I do not have Carry Lookahead Adder but it seems important to mention.

The problem with this Serial adder we have is that it is slow. To calculate the last sum, we need to calculate the carry of the one before. To calculate that carry we need the one before and so on. There is a short delay in every one of those caluclations.

Carry Lookahead Adders (CLA) are a more advanced type of adder that reduces the propagation delay associated with traditional adders. They basically calculate all the carries in parallel.

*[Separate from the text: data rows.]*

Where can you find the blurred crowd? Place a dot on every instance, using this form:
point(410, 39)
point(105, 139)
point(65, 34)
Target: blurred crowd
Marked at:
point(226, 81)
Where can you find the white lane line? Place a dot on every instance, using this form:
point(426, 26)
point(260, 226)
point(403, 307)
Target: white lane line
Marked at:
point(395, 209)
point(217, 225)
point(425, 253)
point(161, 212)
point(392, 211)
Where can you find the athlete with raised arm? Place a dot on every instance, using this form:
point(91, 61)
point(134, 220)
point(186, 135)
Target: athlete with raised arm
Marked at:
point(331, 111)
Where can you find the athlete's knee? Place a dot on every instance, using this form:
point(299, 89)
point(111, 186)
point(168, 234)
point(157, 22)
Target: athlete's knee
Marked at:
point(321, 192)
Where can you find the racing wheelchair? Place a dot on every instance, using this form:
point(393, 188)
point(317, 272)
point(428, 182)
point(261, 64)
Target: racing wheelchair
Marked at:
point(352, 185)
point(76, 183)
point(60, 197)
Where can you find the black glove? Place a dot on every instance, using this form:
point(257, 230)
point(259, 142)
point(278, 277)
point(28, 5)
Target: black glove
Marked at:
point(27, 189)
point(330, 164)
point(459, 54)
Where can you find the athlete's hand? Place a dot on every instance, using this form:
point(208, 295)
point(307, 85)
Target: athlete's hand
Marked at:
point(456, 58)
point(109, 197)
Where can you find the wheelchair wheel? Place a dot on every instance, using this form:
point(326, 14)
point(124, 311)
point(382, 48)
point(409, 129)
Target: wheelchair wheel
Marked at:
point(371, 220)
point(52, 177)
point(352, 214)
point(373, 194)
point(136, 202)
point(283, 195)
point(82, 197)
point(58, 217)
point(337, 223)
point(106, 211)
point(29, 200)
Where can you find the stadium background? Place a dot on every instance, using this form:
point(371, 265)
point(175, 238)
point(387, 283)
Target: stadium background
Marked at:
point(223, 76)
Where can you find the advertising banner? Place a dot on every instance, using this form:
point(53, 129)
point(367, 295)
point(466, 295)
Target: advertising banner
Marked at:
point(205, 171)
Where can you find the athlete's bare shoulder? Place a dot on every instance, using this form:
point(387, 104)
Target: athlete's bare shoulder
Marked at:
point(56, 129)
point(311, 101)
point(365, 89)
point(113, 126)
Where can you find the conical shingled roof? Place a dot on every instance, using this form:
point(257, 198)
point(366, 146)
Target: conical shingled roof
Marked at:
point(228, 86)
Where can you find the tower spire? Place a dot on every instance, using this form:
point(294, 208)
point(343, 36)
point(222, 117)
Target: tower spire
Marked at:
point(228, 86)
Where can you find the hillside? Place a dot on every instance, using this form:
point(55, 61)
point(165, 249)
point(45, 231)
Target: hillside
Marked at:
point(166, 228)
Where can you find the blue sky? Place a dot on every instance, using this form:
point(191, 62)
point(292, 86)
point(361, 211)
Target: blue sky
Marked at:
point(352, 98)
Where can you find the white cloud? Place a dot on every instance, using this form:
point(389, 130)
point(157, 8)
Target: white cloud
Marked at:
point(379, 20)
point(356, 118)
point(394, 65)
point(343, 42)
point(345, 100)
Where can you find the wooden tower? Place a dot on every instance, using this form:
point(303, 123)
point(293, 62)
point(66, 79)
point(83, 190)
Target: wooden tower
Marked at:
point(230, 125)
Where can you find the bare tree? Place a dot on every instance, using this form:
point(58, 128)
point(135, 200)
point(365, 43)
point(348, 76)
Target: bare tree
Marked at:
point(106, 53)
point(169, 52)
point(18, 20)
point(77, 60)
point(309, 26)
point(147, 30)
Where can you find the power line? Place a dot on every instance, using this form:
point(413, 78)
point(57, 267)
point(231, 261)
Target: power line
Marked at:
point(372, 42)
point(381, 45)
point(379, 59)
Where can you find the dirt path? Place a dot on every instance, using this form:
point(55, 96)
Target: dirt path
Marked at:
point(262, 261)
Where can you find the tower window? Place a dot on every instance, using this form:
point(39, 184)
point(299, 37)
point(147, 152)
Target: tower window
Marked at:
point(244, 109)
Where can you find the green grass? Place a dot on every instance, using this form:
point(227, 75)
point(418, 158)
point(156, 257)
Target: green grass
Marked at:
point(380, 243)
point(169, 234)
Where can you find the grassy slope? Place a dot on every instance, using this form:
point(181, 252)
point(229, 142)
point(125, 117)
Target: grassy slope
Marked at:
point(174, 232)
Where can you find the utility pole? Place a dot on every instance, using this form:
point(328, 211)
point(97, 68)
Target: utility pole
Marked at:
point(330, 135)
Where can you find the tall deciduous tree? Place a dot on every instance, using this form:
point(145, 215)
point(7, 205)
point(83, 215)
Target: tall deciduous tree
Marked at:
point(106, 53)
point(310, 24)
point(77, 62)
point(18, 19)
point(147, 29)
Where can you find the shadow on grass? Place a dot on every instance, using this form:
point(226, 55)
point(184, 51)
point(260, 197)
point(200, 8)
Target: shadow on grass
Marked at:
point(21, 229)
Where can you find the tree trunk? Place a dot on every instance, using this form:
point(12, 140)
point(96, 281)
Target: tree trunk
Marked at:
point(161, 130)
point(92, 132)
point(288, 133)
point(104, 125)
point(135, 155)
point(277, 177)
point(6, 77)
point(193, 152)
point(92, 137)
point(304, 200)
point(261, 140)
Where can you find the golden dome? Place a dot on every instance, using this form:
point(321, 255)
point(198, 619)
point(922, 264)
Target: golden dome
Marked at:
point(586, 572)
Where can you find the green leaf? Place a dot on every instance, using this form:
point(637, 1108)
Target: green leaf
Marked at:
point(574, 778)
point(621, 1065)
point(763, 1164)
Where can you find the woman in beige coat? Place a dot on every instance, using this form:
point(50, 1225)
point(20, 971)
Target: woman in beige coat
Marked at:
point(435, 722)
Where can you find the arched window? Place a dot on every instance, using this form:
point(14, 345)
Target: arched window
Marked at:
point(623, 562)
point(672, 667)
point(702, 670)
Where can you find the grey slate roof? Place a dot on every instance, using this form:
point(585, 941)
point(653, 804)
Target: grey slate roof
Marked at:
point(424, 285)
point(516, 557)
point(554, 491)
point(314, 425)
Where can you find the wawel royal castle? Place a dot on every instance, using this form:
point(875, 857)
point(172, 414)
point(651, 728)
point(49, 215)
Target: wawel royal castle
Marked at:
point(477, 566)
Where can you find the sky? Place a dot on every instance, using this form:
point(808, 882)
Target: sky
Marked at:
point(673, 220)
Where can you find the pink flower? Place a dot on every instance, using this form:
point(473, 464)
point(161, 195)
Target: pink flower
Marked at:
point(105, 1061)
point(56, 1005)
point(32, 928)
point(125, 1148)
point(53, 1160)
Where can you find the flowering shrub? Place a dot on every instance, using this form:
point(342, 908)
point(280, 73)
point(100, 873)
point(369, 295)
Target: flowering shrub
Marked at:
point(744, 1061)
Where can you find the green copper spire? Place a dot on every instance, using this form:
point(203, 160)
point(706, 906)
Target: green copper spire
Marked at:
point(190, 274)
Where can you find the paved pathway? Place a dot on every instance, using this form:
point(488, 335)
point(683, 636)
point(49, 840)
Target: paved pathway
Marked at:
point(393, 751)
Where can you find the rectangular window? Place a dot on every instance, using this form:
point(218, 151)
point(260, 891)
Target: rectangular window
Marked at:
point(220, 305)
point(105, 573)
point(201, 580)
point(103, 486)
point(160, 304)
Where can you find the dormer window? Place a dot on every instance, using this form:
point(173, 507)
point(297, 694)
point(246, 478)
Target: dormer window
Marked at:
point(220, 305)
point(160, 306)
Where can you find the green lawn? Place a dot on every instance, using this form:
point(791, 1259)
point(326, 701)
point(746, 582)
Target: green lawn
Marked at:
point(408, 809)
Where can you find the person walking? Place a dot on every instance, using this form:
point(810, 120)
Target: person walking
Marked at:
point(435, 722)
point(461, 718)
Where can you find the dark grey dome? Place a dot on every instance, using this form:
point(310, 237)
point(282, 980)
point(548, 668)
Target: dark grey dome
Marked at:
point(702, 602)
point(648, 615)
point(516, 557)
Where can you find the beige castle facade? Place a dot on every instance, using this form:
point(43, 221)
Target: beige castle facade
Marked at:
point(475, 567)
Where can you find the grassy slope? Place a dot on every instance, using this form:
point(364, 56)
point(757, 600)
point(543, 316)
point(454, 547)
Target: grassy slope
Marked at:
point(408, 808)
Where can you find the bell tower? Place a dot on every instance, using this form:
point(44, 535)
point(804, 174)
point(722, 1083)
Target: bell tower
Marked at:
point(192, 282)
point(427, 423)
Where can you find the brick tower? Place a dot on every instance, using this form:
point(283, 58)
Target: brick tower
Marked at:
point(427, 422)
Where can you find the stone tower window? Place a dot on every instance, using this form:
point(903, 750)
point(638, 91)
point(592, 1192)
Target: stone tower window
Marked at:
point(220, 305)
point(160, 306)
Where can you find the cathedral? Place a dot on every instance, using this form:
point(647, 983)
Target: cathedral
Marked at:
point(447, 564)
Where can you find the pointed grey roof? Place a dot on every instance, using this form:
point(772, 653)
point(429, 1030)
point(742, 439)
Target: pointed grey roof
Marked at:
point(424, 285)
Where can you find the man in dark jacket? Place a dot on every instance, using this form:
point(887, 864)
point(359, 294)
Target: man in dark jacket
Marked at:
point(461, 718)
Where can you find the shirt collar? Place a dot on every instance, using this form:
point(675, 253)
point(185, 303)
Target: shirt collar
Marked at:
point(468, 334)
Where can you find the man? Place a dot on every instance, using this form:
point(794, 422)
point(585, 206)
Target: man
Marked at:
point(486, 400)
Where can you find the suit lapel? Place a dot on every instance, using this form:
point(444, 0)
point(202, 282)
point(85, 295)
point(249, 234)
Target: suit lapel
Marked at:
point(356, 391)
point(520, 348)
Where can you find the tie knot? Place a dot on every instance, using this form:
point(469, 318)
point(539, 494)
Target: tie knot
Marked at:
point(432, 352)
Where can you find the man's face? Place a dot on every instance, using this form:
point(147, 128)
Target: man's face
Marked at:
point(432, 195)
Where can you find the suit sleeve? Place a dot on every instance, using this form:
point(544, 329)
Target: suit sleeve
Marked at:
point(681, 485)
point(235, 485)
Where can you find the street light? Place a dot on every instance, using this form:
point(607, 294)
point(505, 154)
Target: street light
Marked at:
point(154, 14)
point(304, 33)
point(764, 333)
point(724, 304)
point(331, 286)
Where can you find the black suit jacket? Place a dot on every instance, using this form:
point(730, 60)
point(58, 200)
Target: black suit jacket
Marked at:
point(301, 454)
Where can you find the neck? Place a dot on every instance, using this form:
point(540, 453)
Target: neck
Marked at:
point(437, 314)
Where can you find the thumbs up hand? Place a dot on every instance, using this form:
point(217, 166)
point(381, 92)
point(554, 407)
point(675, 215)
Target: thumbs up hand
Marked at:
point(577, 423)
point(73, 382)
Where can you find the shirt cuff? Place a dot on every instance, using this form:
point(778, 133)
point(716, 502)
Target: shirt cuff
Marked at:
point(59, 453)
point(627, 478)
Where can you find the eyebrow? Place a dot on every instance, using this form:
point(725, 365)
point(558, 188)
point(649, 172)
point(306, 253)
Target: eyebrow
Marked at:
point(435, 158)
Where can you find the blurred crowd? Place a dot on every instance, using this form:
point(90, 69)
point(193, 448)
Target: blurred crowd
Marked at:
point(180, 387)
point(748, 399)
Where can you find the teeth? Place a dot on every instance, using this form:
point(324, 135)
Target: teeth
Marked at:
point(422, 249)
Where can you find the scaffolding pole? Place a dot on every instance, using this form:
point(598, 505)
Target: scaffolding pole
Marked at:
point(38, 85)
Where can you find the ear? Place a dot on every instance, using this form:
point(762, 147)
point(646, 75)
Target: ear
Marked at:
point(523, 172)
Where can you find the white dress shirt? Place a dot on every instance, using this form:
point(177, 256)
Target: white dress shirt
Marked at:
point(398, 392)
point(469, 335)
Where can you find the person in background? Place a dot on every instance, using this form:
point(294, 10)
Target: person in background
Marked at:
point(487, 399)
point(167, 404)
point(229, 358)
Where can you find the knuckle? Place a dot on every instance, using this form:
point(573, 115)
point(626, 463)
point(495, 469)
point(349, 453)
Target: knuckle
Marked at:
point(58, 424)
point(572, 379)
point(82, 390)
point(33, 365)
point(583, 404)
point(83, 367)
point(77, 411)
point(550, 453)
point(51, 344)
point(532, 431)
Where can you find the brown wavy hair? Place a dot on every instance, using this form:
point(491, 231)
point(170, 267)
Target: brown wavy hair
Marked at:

This eliminates the need for the carries to ripple through the entire adder, making CLAs much faster for large numbers. This requires more transistors but is faster.

Check your understanding

How many transistors does my 11bit adder have (include the gating transistors)? If the processor has 2000 transistors, what is the percentage that is allocated to the adder?
Full adder has 9 NAND gates, we need to add 1 more NOT and NAND for the gating. So each bit has 10 NAND and 1 NOT gate. That is 10*2+1=21 transistors per bit. 11 bits is 11*21 = 231, which is 231/2000 = 11.5% of transistors.
If we are always doing a simple addition between 2 numbers, can we simplify the first full adder?
If we are doing only addition we can remove the first carry_in and replace the full adder with half adder. I actually did not do that in my processor. The reason is because carry_in can be used to do subtraction.
How much slower is 32 bit adder compared to 4 bit one?
In our serial adder design the last bit of calculation has the highest latency. It is only calculated after every other bit is calculated. The one before it is also calculated when all of the ones before it are. This means that the last full adder waits nbits-1 times. So when we include it that is nbits*full_adder_latency time needed. This means 32 bit adder is 32/4=8 times slower.